Article 1 of Regulation (EC) No 2247/2003 provides for the possibility of issuing import licences for beef and veal products originating in Botswana, Kenya, Madagascar, Swaziland, Zimbabwe and Namibia. However, imports must take place within the limits of the quantities specified for each of these exporting non-member countries.

(2)

The applications for import licences submitted between 1 to 10 December 2006, expressed in terms of boned meat, in accordance with Regulation (EC) No 2247/2003, do not exceed, in respect of products originating from Botswana, Kenya, Madagascar, Swaziland, Zimbabwe and Namibia, the quantities available from those States. It is therefore possible to issue import licences in respect of the quantities applied for.

(3)

This Regulation is without prejudice to Council Directive 72/462/EEC of 12 December 1972 on health and veterinary inspection problems upon importation of bovine, ovine and caprine animals and swine, fresh meat or meat products from third countries (4),

HAS ADOPTED THIS REGULATION:

Article 1

The following Member States shall issue on 21 December 2006 import licences for beef and veal products, expressed as boned meat, originating in certain African, Caribbean and Pacific States, in respect of the following quantities and countries of origin:

 

Germany:

48,5 t originating in Botswana,

10 t originating in Namibia;

 

United Kingdom:

58,5 t originating in Botswana,

530 t originating in Namibia.

Article 2

This Regulation shall enter into force on 19 December 2006.

This Regulation shall be binding in its entirety and directly applicable in all Member States.

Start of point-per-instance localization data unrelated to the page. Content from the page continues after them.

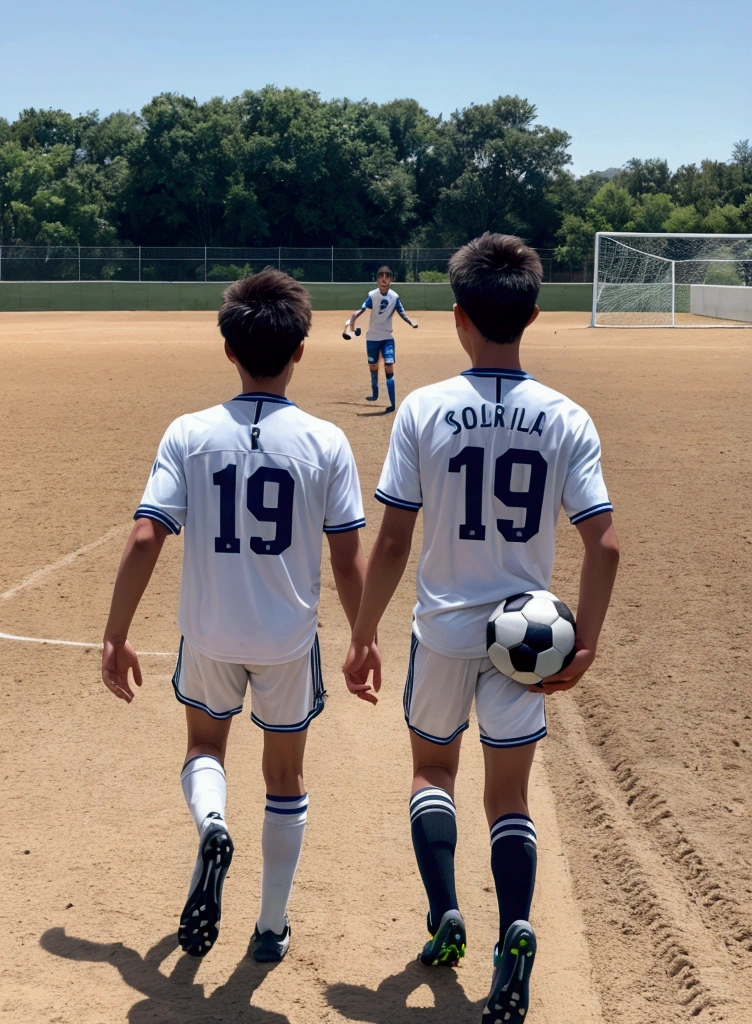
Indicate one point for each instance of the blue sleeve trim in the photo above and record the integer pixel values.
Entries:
(398, 503)
(150, 512)
(589, 513)
(345, 526)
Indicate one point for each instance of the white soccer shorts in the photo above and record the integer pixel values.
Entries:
(284, 697)
(439, 695)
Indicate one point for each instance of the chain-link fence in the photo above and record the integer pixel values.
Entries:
(150, 263)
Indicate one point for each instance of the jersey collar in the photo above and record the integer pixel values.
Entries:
(263, 396)
(512, 375)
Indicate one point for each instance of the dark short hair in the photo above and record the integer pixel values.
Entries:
(264, 318)
(496, 280)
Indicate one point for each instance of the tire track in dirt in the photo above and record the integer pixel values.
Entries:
(634, 862)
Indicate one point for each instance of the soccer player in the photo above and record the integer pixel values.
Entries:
(255, 481)
(491, 457)
(383, 303)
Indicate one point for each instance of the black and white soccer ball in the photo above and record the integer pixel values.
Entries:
(531, 636)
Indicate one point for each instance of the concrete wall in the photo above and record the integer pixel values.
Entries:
(17, 296)
(721, 301)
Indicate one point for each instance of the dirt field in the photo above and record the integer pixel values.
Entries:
(641, 793)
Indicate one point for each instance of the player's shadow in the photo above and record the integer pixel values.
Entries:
(175, 998)
(387, 1004)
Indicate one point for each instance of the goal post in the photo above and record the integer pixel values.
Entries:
(663, 280)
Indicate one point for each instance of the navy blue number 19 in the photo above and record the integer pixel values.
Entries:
(280, 514)
(472, 458)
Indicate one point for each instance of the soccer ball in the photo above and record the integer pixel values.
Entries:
(531, 636)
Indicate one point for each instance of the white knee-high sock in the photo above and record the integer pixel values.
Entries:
(205, 788)
(282, 841)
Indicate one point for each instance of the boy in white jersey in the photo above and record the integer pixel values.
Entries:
(383, 303)
(491, 457)
(256, 482)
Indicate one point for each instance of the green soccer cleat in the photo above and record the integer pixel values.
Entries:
(448, 944)
(509, 995)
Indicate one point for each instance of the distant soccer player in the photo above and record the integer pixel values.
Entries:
(383, 303)
(491, 457)
(255, 481)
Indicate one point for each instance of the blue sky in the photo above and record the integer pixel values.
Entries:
(666, 78)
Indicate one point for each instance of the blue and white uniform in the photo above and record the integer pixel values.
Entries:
(491, 457)
(380, 336)
(256, 482)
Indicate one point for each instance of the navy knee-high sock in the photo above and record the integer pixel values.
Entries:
(433, 826)
(513, 861)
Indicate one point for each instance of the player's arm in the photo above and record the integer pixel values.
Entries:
(401, 309)
(385, 567)
(348, 567)
(141, 551)
(349, 324)
(599, 565)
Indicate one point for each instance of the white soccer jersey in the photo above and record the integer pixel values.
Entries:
(490, 456)
(382, 309)
(254, 481)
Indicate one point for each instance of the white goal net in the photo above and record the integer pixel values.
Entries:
(660, 280)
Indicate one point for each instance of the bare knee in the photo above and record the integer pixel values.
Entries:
(284, 780)
(205, 750)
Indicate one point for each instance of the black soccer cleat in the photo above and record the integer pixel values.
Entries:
(509, 995)
(268, 947)
(200, 919)
(449, 942)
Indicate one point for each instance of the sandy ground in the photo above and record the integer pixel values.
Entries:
(640, 796)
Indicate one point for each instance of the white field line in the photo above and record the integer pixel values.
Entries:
(79, 643)
(39, 574)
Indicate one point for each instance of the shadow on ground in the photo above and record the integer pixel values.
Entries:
(387, 1004)
(173, 999)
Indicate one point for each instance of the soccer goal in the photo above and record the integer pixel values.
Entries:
(660, 280)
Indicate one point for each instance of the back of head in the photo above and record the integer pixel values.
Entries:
(263, 320)
(496, 280)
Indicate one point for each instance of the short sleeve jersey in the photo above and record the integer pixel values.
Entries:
(490, 456)
(382, 309)
(255, 482)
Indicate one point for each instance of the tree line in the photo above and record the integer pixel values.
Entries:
(284, 167)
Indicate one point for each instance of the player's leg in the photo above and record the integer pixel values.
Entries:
(388, 350)
(437, 698)
(373, 351)
(286, 698)
(433, 830)
(282, 838)
(511, 720)
(212, 692)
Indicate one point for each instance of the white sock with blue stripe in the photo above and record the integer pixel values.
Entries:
(282, 841)
(205, 788)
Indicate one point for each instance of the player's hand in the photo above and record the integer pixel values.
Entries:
(570, 676)
(118, 657)
(363, 659)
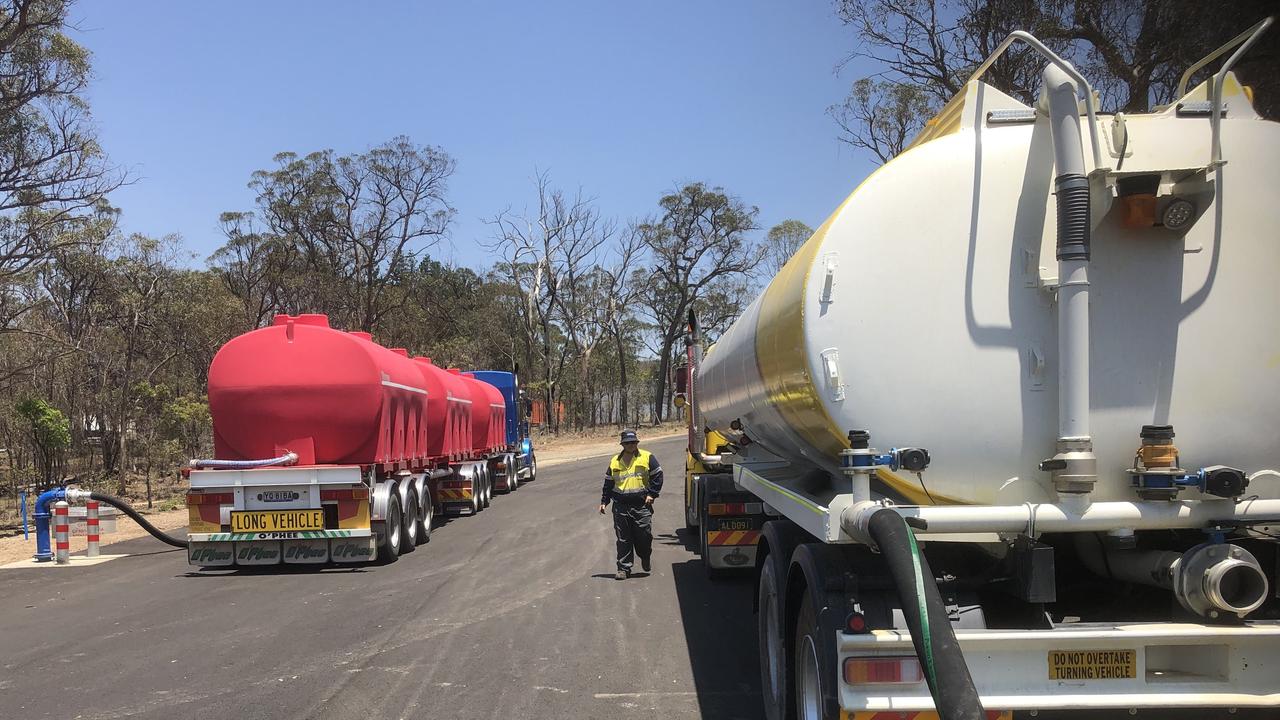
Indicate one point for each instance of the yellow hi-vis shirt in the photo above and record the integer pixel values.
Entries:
(631, 478)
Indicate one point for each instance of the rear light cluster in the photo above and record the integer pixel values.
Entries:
(210, 497)
(882, 670)
(734, 507)
(351, 493)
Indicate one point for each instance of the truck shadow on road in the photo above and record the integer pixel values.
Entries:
(720, 633)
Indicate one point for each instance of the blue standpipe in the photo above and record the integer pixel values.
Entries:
(42, 551)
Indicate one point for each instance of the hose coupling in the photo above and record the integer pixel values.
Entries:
(1215, 579)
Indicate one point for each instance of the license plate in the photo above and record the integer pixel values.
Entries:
(275, 520)
(1092, 664)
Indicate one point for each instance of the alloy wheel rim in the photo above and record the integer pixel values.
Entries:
(810, 691)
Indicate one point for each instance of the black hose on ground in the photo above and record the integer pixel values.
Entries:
(936, 646)
(137, 518)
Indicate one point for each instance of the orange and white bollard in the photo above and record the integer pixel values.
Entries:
(62, 532)
(91, 528)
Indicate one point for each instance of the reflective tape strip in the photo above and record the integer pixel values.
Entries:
(732, 537)
(913, 715)
(411, 388)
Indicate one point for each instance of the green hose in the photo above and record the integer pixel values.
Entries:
(924, 611)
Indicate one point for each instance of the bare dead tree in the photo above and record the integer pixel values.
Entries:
(1133, 51)
(53, 171)
(359, 222)
(535, 247)
(700, 237)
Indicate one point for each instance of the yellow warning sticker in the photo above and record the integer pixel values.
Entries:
(1092, 664)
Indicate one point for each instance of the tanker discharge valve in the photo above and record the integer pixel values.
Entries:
(859, 461)
(1156, 473)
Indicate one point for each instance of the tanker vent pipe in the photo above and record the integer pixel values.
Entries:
(1074, 466)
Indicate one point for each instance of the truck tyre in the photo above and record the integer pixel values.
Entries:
(776, 668)
(388, 550)
(425, 516)
(512, 474)
(476, 493)
(408, 524)
(810, 673)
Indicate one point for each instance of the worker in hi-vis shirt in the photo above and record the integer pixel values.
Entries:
(632, 482)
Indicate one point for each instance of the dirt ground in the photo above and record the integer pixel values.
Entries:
(14, 547)
(551, 451)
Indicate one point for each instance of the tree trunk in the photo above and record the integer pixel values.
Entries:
(661, 379)
(622, 379)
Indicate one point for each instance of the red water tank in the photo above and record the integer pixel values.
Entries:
(330, 396)
(480, 418)
(448, 410)
(496, 406)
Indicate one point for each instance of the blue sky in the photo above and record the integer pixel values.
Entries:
(622, 100)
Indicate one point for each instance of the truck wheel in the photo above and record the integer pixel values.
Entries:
(408, 524)
(425, 518)
(776, 669)
(810, 677)
(476, 493)
(391, 536)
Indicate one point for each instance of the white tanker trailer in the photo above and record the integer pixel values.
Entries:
(1061, 329)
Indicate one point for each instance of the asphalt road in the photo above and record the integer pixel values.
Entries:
(513, 613)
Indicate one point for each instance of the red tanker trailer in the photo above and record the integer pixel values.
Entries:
(330, 447)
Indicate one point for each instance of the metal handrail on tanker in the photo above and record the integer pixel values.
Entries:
(1031, 40)
(1215, 115)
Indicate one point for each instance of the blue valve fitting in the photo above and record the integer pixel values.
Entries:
(44, 554)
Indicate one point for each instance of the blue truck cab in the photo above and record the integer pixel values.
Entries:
(520, 446)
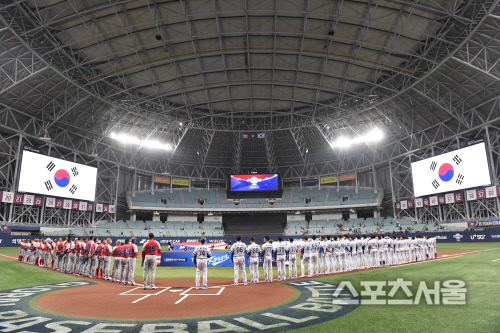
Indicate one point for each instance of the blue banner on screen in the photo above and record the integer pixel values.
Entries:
(255, 182)
(220, 259)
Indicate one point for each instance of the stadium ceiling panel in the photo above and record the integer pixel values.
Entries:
(194, 73)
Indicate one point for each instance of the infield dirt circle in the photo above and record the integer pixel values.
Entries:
(174, 298)
(115, 301)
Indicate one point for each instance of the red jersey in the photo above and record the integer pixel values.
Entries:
(105, 250)
(119, 253)
(77, 247)
(99, 250)
(151, 247)
(128, 250)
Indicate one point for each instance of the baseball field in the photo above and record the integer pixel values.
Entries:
(466, 275)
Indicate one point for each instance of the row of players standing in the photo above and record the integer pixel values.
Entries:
(83, 257)
(324, 256)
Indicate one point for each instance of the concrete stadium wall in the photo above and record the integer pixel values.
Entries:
(493, 235)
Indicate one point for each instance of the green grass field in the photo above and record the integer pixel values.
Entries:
(480, 313)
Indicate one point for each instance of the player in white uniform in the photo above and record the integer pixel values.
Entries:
(291, 254)
(328, 251)
(238, 251)
(201, 254)
(266, 254)
(348, 254)
(373, 248)
(253, 251)
(364, 251)
(390, 253)
(280, 252)
(315, 245)
(107, 259)
(342, 260)
(383, 250)
(305, 257)
(406, 249)
(322, 257)
(336, 263)
(433, 248)
(357, 252)
(130, 262)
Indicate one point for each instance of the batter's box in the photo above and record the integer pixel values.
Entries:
(129, 293)
(207, 292)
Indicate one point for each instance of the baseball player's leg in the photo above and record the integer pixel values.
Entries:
(107, 262)
(153, 271)
(123, 270)
(127, 272)
(205, 273)
(198, 272)
(236, 268)
(314, 264)
(131, 269)
(268, 269)
(144, 273)
(302, 266)
(243, 271)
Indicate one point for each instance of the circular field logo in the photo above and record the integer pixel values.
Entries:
(314, 303)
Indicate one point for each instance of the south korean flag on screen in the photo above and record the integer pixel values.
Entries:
(457, 170)
(51, 176)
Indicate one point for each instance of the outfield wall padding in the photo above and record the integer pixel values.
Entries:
(493, 235)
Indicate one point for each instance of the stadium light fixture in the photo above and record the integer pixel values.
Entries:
(374, 135)
(145, 143)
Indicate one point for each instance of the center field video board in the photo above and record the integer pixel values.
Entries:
(254, 183)
(457, 170)
(42, 174)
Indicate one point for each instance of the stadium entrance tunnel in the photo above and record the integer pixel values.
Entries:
(296, 304)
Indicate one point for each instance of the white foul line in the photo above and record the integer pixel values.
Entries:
(144, 295)
(450, 256)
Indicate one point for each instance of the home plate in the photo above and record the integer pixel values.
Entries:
(202, 292)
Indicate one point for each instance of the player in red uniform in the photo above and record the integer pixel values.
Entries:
(107, 251)
(149, 252)
(132, 253)
(117, 261)
(98, 253)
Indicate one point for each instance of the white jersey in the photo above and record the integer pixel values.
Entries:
(202, 252)
(292, 249)
(253, 251)
(267, 249)
(306, 249)
(328, 246)
(384, 244)
(238, 249)
(364, 244)
(337, 246)
(315, 245)
(373, 244)
(356, 245)
(280, 249)
(347, 244)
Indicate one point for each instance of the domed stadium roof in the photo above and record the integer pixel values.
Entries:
(197, 75)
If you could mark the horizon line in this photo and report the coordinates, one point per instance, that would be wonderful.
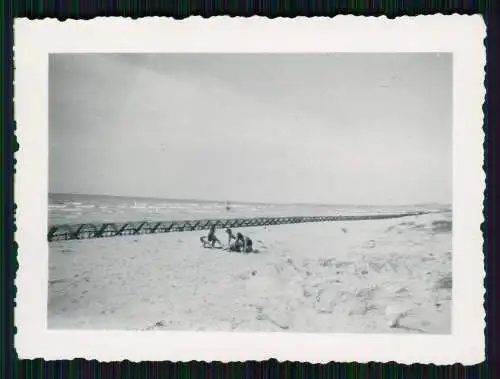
(249, 202)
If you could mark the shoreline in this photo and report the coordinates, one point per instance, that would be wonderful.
(118, 229)
(319, 277)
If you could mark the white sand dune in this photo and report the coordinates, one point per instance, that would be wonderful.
(383, 276)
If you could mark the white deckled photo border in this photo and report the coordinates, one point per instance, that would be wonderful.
(460, 35)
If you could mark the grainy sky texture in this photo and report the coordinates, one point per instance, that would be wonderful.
(315, 128)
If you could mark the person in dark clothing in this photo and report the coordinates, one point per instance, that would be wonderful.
(248, 245)
(230, 236)
(211, 239)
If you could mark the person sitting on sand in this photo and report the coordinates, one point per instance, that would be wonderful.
(238, 245)
(211, 239)
(248, 245)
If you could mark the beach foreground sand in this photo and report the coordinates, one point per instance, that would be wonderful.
(382, 276)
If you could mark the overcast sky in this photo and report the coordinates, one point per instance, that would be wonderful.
(316, 128)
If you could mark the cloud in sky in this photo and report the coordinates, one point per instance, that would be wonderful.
(319, 128)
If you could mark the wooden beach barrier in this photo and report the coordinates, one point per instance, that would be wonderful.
(66, 232)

Done at Brussels, 18 December 2006.

For the Commission

Jean-Luc DEMARTY

Director-General for Agriculture and Rural Development


(1)  OJ L 160, 26.6.1999, p. 21. Regulation as last amended by Regulation (EC) No 1913/2005 (OJ L 307, 25.11.2005, p. 2).

(2)  OJ L 348, 21.12.2002, p. 5.

(3)  OJ L 333, 20.12.2003, p. 37. Regulation as last amended by Regulation (EC) No 1118/2004 (OJ L 217, 17.6.2004, p. 10).

(4)  OJ L 302, 31.12.1972, p. 28. Directive as last amended by Regulation (EC) No 807/2003 (OJ L 122, 16.5.2003, p. 36).